This is an opinion piece by Doug Cuthand, an Indigenous affairs columnist, freelance journalist and filmmaker who lives in Saskatoon.
Last night the Saskatchewan Party became the province’s natural governing party. It joined the ranks of the Liberals federally and the Conservatives in Alberta.
This should not have come as a surprise. Saskatchewan has been moving to the right for some time now.
There is a shift from family farms to agribusiness, the resource sector is suffering hard times, and oil and gas in particular are under fire from environmentalists and an evolving green economy.
There is also fear of the growing Indigenous population and the safety of rural residents.
Only three Indigenous candidates were elected: Betty Nippi Albright, Buckley Belanger and Doyle Vermette, all for the NDP. Belanger and Vermette represent the two northern constituencies. Between them, they have about half the landmass of the province. Betty Nippi-Albright, on the other hand, represents Saskatoon Centre.
Aboriginal people are 20 per cent of the province’s population, but make up only about 5 per cent of MLAs. The Sask. Party has no aboriginal representation.
Eight races are too close to call as we wait for mail-in ballots to be counted, but even if every seat in question went to the NDP it wouldn’t affect the overall outcome of the vote. Neither would it affect how many Indigenous candidates are elected.
Throughout the campaign, aboriginal issues were not a priority. It was as if 20 per cent of the population were largely ignored. We sat by and watched as middle-aged settlers in suits battled for control.
Aboriginal issues should not be seen as partisan. Every party has a responsibility to represent all the citizens of the province.
In the end, the Sask. Party doesn’t owe the Indigenous community anything. They got elected without us and, considering the racist character of some of the rural electors, any reaching out to First Nations and Métis would be viewed as a negative.
The focus of the battle was in the cities. The NDP rolled over and played dead in the rural areas in favour of spending their resources — human and financial — to holding the line in the cities. The Sask. Party didn’t need to campaign hard in rural areas. They got massive support without trying, allowing them to also concentrate on city seats.
The Buffalo Party rumbled out of Alberta and the results are troubling. The party ran second in several rural ridings in the south, taking more than 1,000 votes in some constituencies. It was originally called the Wexit Party, focused on wanting to separate from Canada. This right-wing fringe party sanitized its name and experienced a degree of success.
The view from First Nations is if the separatists want to join the U.S. they can go ahead, but the land belongs to the Crown under treaty and it stays with Canada.
First Nations have stake in provincial politics
Participation in provincial elections has been a point of contention in Indian Country for years.
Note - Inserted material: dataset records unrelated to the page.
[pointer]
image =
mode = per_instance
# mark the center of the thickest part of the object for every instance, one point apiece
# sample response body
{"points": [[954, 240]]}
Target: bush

First Nations are a federal responsibility under section 91, 24 of the British North America Act. Our relationship with government is with the federal government.
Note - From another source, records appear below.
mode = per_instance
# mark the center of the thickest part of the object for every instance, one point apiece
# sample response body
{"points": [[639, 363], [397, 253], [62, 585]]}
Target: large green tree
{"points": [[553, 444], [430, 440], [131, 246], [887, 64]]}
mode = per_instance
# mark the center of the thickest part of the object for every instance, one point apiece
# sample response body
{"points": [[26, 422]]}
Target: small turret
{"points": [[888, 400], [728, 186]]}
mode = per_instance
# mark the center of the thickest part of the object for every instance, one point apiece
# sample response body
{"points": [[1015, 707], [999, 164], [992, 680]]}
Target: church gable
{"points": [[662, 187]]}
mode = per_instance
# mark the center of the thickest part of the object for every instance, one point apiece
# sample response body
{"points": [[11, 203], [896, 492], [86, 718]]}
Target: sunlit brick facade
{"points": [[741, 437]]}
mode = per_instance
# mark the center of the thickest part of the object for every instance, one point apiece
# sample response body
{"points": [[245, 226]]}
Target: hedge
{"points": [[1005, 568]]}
But over the years the responsibility has been peeled off and assumed by the provinces. Therefore, we have a stake in the outcome of provincial elections, if only to protect our remaining rights.
A natural governing party can be dangerous. It can lead to arrogance and pandering to the base. It can result in minority interests being ignored or given token support. Our existence doesn’t affect the success or failure of this government.
On the other hand, a government with a strong majority is in a position to spend political capital and forge boldly ahead with meaningful change. It was the Conservative government of John Diefenbaker that extended voting rights to First Nations and the Mulroney Conservative government that settled outstanding treaty land entitlement in Saskatchewan.
First Nations and Métis are waiting for fundamental change, including improved social programming, resource revenue sharing and land rights among other agenda items. Will Scott Moe’s government be able to rise to the occasion?